Spend some time at the actual University and you may find yourself a little closer to the real story
Take time to engage
It is disappointing to see a number of people – and if we’re completely honest, they tend to be white people – respond to things like the student protests by dismissing them.
When faeces are being thrown at statues. When paintings are being ripped off the walls and burned or when other acts of destruction and violence become part of the protest, it can be a lot easier to dismiss rather than to engage. The problem with that is; when being dismissive is your starting point, there is a strong possibility that you will be missing something.
As with many things in life, I believe it is possible to not condone some of the destructive acts that have happened on the campuses, while at the same time engaging with the people involved and trying to understand what got them to the point of destruction.
I found this article by Jane Duncan, entitled “Why student protests in South Africa have turned violent’ , to be very helpful and informative in terms of understanding some of the possible journey towards that type of protest:
The sad reality is that the authorities often ignore peaceful, non-disruptive protests. Outside the university context, civic organisations like Abahlali base Mjondolo have engaged in road blockades because their more conventional protests were ignored.
Ask before declaring
As I mentioned, what was most helpful to me, was being able to go to the local university and spend some time with students. To listen to their speeches, watching their behaviour and observing the way that the university, local police and hired private security behaved made all the difference.
While not everyone can physically go to the universities, I encourage you to speak to some students (not just the ones who look like you and might think like you) and follow the Twitter feed (which tends to give a more balanced overview as different voices are compiling it, plus you get photos and videos too) so that you can try to get a more accurate view of what is happening.

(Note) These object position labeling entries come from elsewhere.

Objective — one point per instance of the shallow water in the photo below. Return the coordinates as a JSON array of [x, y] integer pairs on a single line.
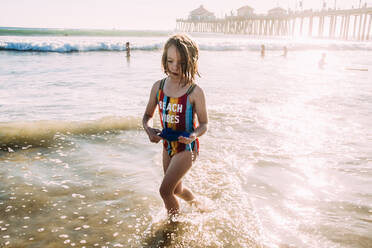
[[286, 161]]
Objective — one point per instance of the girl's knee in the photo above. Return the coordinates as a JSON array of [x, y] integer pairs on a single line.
[[165, 191], [178, 190]]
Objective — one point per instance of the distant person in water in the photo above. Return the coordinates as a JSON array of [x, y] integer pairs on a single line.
[[322, 62], [127, 47], [180, 102], [262, 51], [285, 51]]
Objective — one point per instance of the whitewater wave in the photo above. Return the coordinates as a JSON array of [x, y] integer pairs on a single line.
[[23, 135], [66, 46]]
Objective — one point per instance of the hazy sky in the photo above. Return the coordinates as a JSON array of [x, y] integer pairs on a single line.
[[136, 14]]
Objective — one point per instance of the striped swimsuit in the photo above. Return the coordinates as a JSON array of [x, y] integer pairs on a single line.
[[177, 113]]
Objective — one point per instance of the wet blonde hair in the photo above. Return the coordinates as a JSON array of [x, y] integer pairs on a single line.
[[189, 53]]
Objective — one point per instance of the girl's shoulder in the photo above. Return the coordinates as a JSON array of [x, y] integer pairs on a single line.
[[197, 93]]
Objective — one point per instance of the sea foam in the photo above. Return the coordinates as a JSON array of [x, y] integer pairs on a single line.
[[228, 43]]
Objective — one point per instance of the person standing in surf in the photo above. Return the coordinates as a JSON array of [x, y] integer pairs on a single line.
[[180, 102]]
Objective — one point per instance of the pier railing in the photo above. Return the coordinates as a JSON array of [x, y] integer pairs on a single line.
[[350, 24]]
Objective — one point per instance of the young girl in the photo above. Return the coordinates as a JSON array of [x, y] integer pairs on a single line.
[[179, 101]]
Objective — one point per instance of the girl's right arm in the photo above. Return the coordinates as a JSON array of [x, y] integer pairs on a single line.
[[149, 112]]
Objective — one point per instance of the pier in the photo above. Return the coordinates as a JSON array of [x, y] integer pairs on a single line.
[[348, 24]]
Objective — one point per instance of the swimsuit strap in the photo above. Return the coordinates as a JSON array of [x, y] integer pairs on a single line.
[[161, 86], [191, 89]]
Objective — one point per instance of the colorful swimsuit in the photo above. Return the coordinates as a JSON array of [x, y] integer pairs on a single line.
[[177, 113]]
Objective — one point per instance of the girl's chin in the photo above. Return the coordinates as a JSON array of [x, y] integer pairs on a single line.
[[174, 77]]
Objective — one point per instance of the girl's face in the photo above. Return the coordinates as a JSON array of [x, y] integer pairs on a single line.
[[174, 63]]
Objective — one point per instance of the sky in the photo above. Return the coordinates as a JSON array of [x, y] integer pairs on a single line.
[[137, 14]]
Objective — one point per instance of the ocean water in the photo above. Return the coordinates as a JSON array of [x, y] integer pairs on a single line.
[[286, 162]]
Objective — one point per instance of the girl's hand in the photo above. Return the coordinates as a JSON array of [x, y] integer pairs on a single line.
[[187, 140], [153, 134]]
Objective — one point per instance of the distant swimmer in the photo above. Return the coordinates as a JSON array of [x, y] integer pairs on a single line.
[[262, 51], [356, 69], [322, 62], [127, 47], [285, 51]]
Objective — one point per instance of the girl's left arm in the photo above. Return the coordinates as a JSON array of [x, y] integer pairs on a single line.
[[198, 99]]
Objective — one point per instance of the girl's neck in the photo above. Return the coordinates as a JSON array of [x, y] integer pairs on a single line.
[[175, 84]]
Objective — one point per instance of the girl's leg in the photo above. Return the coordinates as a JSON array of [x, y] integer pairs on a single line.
[[182, 192], [176, 169]]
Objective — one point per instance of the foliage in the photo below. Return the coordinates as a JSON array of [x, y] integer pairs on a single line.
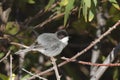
[[81, 18]]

I think another key factor in this whole conversation is dissecting our understandings of what constitutes ‘violence’ – we see a painting burning and call that ‘violence’ but a young person unable to finish his studies because of exorbitant fees is not. My friend Ashley Visagie expressed it really well:
“I think violence has been oversimplified in this discussion. Perhaps it is useful to step back and ask what exactly constitutes violence? Is it burning a building? Is it putting faeces in Cecil John Rhodes’ face (at least a sculpture of his face)? Or is inequality a form of violence exerted upon the poor by the rich who strive to uphold the the system of injustices that keep them in power?
How do we reconcile the existence of billionaires in a world where people die of hunger and starvation? Is that not violence? How do we justify the fact that some people attend schooling for R200k per annum IN SA when others attend a school where a child has died falling into a pit toilet? Is that not violence? – no student chooses violence as a first option – heck it must take a lot of courage to stand unarmed with no riot protection gear on the frontlines and have a police officer throw a flash bang toward your face…I don’t believe people do that for the heck of it….is that not violence? Denying someone an education and then requiring the same education in the labour market…is that not violence?
Unfortunately we live in a society where those with power and influence don’t WANT to listen and they have enough money to ignore it and enough police and armed response forces to not need to until things get out of control. So when a student says they will make things ungovernable, I guess they’re saying they want to create the conditions necessary for the powerful to actually listen for understanding. Let’s not continue to oversimply violence.”
This is such a significant time in South Africa and how these University disputes are resolved will influence how the nation progresses. We cannot simply dismiss the whole thing because we haven’t taken the time to really try to understand what is going on.